Hi John,
Edtech developers are eager to build with AI, but they often lack reliable ways to know if what they're generating is actually instructionally sound.
That’s where our Evaluators for developers come in. We’re building tools that help edtech developers automatically assess the instructional quality of the AI-generated content they leverage in their products, grounded in research-backed educational rubrics and expert-designed scoring systems.
There’s a real opportunity to bring more transparency, consistency, and rigor to AI tools used in classrooms. And the pain point is clear — edtech developers have told us they don’t have the time, expertise, or infrastructure to fully build these solutions in-house. We’re giving them a shortcut to something better: evaluation systems rooted in learning science, built for the speed of AI.
Our goal isn’t just to evaluate AI content; it’s to do it right. That means partnering directly with experts in learning science and educators to define what “good” actually looks like for student learning.

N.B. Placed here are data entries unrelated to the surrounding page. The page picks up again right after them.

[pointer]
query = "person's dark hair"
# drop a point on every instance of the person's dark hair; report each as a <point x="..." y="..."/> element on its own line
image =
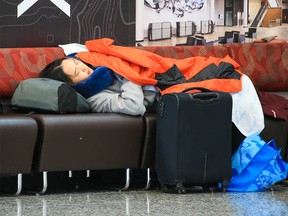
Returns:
<point x="55" y="71"/>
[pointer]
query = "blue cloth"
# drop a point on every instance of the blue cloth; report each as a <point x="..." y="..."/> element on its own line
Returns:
<point x="256" y="166"/>
<point x="100" y="79"/>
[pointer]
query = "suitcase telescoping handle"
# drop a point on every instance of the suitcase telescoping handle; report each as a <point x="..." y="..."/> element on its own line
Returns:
<point x="205" y="94"/>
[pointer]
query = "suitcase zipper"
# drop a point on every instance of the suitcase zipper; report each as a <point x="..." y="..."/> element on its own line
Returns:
<point x="205" y="168"/>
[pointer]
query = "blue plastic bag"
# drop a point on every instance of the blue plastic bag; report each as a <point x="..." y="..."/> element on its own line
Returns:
<point x="256" y="165"/>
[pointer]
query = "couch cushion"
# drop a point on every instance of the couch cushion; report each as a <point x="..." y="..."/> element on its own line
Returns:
<point x="17" y="64"/>
<point x="265" y="63"/>
<point x="180" y="52"/>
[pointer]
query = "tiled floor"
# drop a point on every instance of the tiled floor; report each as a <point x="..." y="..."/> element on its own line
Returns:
<point x="153" y="202"/>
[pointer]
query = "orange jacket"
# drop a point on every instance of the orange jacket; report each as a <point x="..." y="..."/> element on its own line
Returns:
<point x="144" y="68"/>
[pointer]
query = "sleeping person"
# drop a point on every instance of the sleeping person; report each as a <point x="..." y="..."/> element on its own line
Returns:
<point x="104" y="90"/>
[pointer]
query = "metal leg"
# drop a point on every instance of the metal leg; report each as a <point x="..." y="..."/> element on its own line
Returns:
<point x="19" y="184"/>
<point x="148" y="180"/>
<point x="45" y="183"/>
<point x="127" y="180"/>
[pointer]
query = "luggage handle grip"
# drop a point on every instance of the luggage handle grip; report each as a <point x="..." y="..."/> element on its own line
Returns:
<point x="209" y="95"/>
<point x="196" y="88"/>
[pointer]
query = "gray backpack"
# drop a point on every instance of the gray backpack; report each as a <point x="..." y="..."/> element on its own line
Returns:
<point x="43" y="95"/>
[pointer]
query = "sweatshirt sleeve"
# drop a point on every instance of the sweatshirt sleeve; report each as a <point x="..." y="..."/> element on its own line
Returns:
<point x="129" y="101"/>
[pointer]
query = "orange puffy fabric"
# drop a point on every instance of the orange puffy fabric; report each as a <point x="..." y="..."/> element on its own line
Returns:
<point x="141" y="67"/>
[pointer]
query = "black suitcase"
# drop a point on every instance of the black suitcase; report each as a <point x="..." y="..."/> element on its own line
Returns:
<point x="193" y="140"/>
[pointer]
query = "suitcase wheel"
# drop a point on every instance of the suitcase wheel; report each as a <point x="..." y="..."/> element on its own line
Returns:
<point x="164" y="188"/>
<point x="180" y="189"/>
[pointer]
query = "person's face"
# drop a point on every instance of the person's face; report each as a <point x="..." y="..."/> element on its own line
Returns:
<point x="76" y="70"/>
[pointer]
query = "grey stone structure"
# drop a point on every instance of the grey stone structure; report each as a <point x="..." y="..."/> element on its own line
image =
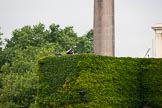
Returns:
<point x="104" y="39"/>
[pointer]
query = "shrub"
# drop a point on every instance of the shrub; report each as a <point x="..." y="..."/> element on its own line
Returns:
<point x="108" y="81"/>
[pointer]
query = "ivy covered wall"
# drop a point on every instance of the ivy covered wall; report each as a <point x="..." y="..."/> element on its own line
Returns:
<point x="93" y="81"/>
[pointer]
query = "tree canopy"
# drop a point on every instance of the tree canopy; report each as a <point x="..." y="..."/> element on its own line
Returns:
<point x="18" y="63"/>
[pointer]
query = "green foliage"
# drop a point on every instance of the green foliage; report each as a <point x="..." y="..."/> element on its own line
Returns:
<point x="19" y="58"/>
<point x="152" y="82"/>
<point x="109" y="82"/>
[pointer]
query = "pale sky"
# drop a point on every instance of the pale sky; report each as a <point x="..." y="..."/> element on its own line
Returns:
<point x="133" y="19"/>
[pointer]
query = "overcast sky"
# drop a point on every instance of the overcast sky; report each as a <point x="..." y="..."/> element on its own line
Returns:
<point x="133" y="19"/>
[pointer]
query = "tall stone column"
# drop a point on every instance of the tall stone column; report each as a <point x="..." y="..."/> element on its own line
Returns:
<point x="158" y="40"/>
<point x="104" y="39"/>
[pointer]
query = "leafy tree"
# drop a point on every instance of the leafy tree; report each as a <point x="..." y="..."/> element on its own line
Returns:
<point x="84" y="43"/>
<point x="1" y="42"/>
<point x="28" y="36"/>
<point x="18" y="63"/>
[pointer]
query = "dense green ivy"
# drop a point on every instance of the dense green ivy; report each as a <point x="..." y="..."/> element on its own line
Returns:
<point x="109" y="82"/>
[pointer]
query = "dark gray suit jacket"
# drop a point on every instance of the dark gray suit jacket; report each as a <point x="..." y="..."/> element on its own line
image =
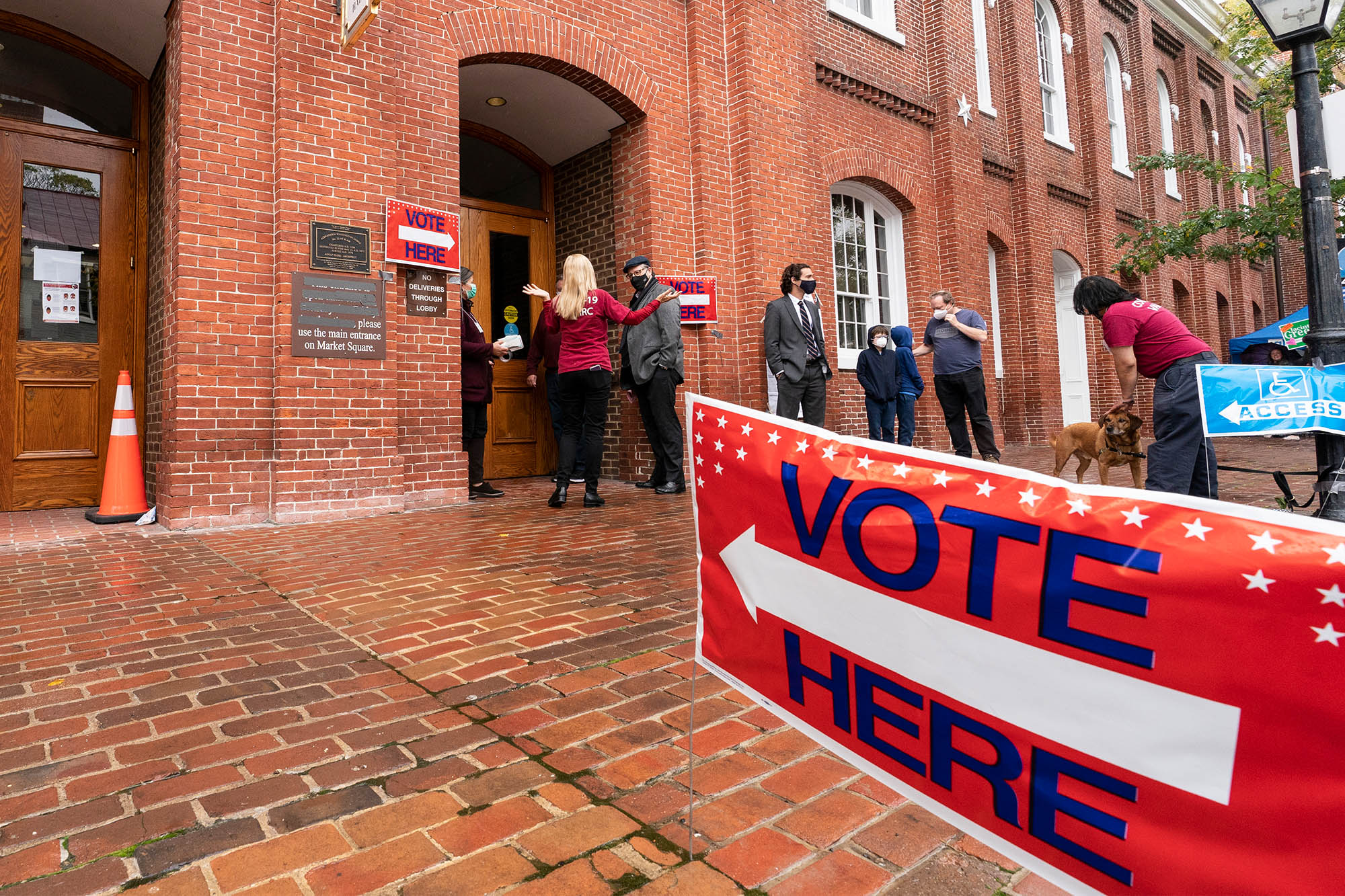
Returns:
<point x="786" y="346"/>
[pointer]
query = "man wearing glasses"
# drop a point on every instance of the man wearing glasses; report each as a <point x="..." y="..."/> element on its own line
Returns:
<point x="652" y="369"/>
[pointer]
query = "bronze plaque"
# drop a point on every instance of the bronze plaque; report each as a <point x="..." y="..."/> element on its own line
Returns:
<point x="427" y="292"/>
<point x="337" y="318"/>
<point x="338" y="248"/>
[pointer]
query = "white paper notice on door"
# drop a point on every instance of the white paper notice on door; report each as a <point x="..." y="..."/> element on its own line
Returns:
<point x="60" y="302"/>
<point x="56" y="266"/>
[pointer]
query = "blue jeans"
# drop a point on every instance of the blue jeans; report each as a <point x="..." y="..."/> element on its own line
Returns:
<point x="553" y="400"/>
<point x="880" y="417"/>
<point x="906" y="419"/>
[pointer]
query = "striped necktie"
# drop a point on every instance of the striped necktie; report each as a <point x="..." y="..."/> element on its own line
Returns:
<point x="806" y="319"/>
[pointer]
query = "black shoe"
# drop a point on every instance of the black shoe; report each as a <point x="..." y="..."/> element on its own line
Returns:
<point x="485" y="490"/>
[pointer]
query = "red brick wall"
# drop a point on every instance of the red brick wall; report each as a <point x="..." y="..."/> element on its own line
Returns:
<point x="736" y="132"/>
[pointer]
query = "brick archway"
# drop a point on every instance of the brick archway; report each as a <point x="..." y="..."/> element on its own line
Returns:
<point x="874" y="166"/>
<point x="520" y="38"/>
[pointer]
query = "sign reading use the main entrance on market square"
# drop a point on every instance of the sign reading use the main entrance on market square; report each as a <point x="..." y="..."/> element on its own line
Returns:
<point x="1125" y="690"/>
<point x="337" y="318"/>
<point x="422" y="237"/>
<point x="1252" y="400"/>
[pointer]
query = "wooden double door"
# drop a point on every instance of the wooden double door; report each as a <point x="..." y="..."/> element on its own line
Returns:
<point x="506" y="252"/>
<point x="69" y="317"/>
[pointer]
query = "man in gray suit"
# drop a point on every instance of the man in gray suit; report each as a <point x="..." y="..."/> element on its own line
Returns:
<point x="652" y="369"/>
<point x="796" y="350"/>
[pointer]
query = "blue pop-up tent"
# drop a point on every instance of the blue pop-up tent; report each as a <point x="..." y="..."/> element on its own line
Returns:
<point x="1265" y="334"/>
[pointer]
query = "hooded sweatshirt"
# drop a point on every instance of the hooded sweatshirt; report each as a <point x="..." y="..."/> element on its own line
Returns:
<point x="909" y="376"/>
<point x="878" y="372"/>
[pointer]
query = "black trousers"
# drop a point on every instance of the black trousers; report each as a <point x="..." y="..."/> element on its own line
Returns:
<point x="961" y="396"/>
<point x="584" y="396"/>
<point x="812" y="392"/>
<point x="474" y="439"/>
<point x="662" y="425"/>
<point x="1182" y="459"/>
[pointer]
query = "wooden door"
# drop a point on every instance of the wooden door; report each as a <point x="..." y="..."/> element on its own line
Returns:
<point x="506" y="252"/>
<point x="69" y="319"/>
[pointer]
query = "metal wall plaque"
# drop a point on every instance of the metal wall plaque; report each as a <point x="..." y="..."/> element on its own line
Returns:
<point x="427" y="292"/>
<point x="338" y="248"/>
<point x="337" y="318"/>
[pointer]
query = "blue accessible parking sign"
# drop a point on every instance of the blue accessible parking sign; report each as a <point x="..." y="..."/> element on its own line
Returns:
<point x="1250" y="400"/>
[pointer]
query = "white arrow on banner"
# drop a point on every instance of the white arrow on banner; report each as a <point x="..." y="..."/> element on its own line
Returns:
<point x="1171" y="736"/>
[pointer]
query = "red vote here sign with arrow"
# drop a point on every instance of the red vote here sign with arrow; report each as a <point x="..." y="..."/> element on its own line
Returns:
<point x="1125" y="690"/>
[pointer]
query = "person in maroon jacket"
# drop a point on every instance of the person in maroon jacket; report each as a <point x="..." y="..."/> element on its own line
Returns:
<point x="547" y="348"/>
<point x="580" y="314"/>
<point x="478" y="358"/>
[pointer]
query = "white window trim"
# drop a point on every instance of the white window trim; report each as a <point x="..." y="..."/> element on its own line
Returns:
<point x="995" y="314"/>
<point x="1117" y="128"/>
<point x="874" y="201"/>
<point x="1061" y="104"/>
<point x="1167" y="136"/>
<point x="884" y="22"/>
<point x="985" y="101"/>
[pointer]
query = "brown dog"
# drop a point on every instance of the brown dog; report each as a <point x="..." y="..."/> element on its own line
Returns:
<point x="1112" y="442"/>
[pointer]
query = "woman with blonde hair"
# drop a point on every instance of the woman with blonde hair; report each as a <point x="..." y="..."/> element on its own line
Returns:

Take our work on text complexity as an example. We’ve collaborated with the team at Student Achievement Partners, the authors of the SCASS rubric, which is widely regarded as the gold standard for evaluating how challenging a text is for students. Together, we’ve adapted the language rubric for an AI-first world, making it precise and machine-readable while staying true to its educational integrity.
But we don’t stop at rubrics; we also build with real classroom insight. We partner with literacy experts from The Achievement Network who apply these rubrics to AI-generated content, scoring hundreds of examples to create high-quality benchmark datasets. That expert-annotated data becomes the foundation for our evaluator models.
In short, every individual evaluator we build will be grounded in research, vetted by experts, and shaped by the real-world experience of educators who understand what students need to succeed.